Parse-and-Enrich - finding indicators in doc(x), xlsx(x), pdf, txt, and csv
This script searches for indicators in doc(x), xls(x), pdf, txt, and csv files. It also enriches IP addresses with additonal data from ipinfo.io.
Default indicators that it looks for:
- URL's
- E-mail addresses
- mobile phone numbers
- IP addresses
- MD5 hashes
- SHA1 hashes
- SHA256 hashes
- custom indicators
It outputs them to a csv file:
$ Parse-and-Enrich.py -i Input/*.csv
2022-08-11_132728_results.csv
| Regex result | Count | Type | Found in file(s) | City | Country | Organization | Full | Error
|---------------|-------|-----------|------------------|---------------|---------|--------------------|------|------
| 8.8.8.8 | 4 | ipaddress | ['file1.txt'] | Mountain View | US | AS15169 Google LLC | ... |
| j@mail.com | 1 | email | ['random.csv'] | | | | |
How to enrich Office365 UAL logs (or other CSV's).
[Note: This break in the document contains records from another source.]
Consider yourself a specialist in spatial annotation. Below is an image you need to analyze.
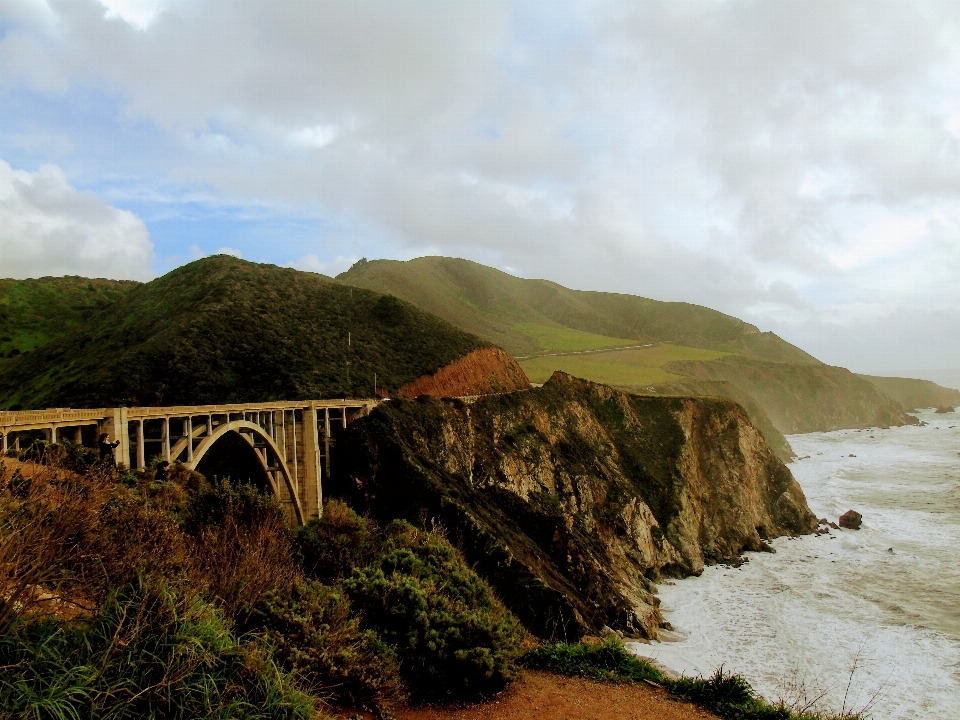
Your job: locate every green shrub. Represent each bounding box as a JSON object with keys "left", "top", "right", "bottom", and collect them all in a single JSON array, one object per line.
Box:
[
  {"left": 180, "top": 479, "right": 286, "bottom": 532},
  {"left": 248, "top": 580, "right": 405, "bottom": 713},
  {"left": 293, "top": 500, "right": 383, "bottom": 585},
  {"left": 343, "top": 521, "right": 524, "bottom": 700},
  {"left": 181, "top": 480, "right": 297, "bottom": 625},
  {"left": 0, "top": 580, "right": 313, "bottom": 720},
  {"left": 521, "top": 638, "right": 663, "bottom": 682},
  {"left": 520, "top": 638, "right": 859, "bottom": 720}
]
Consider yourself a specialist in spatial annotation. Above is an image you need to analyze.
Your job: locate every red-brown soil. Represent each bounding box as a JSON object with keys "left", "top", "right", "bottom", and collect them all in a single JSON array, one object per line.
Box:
[
  {"left": 397, "top": 347, "right": 530, "bottom": 398},
  {"left": 388, "top": 671, "right": 718, "bottom": 720}
]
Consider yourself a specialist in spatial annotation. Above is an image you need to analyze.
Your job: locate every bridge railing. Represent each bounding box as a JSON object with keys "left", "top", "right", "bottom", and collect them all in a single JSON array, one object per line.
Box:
[{"left": 0, "top": 399, "right": 380, "bottom": 522}]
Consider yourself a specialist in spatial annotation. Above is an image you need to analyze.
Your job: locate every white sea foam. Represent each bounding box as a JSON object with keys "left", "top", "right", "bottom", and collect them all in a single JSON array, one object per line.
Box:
[{"left": 630, "top": 411, "right": 960, "bottom": 720}]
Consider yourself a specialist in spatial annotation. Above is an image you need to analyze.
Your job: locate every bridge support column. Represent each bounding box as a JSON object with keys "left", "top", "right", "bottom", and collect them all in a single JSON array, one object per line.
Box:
[
  {"left": 323, "top": 408, "right": 330, "bottom": 477},
  {"left": 106, "top": 408, "right": 130, "bottom": 467},
  {"left": 137, "top": 420, "right": 147, "bottom": 470},
  {"left": 300, "top": 405, "right": 323, "bottom": 520}
]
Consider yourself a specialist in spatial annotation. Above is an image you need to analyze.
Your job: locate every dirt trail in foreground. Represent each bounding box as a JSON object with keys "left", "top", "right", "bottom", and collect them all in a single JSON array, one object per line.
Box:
[{"left": 396, "top": 671, "right": 717, "bottom": 720}]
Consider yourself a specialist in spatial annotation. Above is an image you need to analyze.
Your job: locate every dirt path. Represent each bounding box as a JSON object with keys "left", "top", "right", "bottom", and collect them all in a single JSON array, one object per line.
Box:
[{"left": 396, "top": 671, "right": 717, "bottom": 720}]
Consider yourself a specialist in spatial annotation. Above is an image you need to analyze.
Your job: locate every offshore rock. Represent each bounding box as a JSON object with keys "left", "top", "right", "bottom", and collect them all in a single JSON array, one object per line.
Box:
[
  {"left": 840, "top": 510, "right": 863, "bottom": 530},
  {"left": 329, "top": 373, "right": 817, "bottom": 639}
]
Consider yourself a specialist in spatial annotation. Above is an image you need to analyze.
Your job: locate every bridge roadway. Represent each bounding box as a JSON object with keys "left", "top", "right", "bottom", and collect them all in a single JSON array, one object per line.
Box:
[{"left": 0, "top": 399, "right": 380, "bottom": 524}]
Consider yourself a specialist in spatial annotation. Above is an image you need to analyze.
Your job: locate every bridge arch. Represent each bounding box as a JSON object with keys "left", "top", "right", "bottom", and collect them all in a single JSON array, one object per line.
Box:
[{"left": 188, "top": 420, "right": 304, "bottom": 525}]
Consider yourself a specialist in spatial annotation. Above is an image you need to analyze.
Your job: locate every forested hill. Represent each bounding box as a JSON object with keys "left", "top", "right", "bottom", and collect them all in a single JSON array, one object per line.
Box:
[
  {"left": 0, "top": 255, "right": 489, "bottom": 409},
  {"left": 0, "top": 277, "right": 140, "bottom": 366},
  {"left": 337, "top": 257, "right": 928, "bottom": 450}
]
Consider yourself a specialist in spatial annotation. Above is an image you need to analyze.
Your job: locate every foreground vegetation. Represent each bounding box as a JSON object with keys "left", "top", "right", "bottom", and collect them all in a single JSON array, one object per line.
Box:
[
  {"left": 0, "top": 453, "right": 524, "bottom": 718},
  {"left": 522, "top": 639, "right": 861, "bottom": 720},
  {"left": 0, "top": 446, "right": 872, "bottom": 720},
  {"left": 0, "top": 277, "right": 140, "bottom": 365},
  {"left": 0, "top": 255, "right": 489, "bottom": 409}
]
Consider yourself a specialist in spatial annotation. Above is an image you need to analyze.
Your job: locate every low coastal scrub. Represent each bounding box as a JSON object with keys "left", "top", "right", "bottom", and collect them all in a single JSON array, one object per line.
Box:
[
  {"left": 0, "top": 453, "right": 525, "bottom": 718},
  {"left": 521, "top": 638, "right": 860, "bottom": 720}
]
The script will take Office 365 UAL logs in the form of CSV files and enrich IP addresses with data from ipinfo.io.
Input (AuditRecords.csv):
timestamp, user, ip
2022-08-11 13:05:01, user1@company.nl, 8.8.8.8
Command:
$ Parse-and-Enrich.py -i Input/AuditRecords.csv -csv_e
Output (AuditRecords.csv_enriched.csv):
timestamp, user, ip, ip_info
2022-08-11 13:05:01, user1@company.nl, 8.8.8.8, {"ip": "8.8.8.8", "hostname": "dns.google", "anycast": "True", "city": "Mountain View", "region": "California", "country": "US", "loc": "37.4056,-122.0775", "org": "AS15169 Google LLC", "postal": "94043", "timezone": "America/Los_Angeles", "country_name": "United States", "latitude": "37.4056", "longitude": "-122.0775"}
Requirements
If you would like to use the enrich feature, you need to put the API key (https://ipinfo.io/) in the file 'ip_info.key'. The file must be located in the same folder as the script.
Limitations
- If you provide multiple csv files specified with the '-i' parameter (for example: -i input/*csv), they must be of the same encoding type. You can specify the encoding type that the csv's have: -csv_c UTF8 (see all encoding types: https://docs.python.org/3/library/codecs.html#standard-encodings)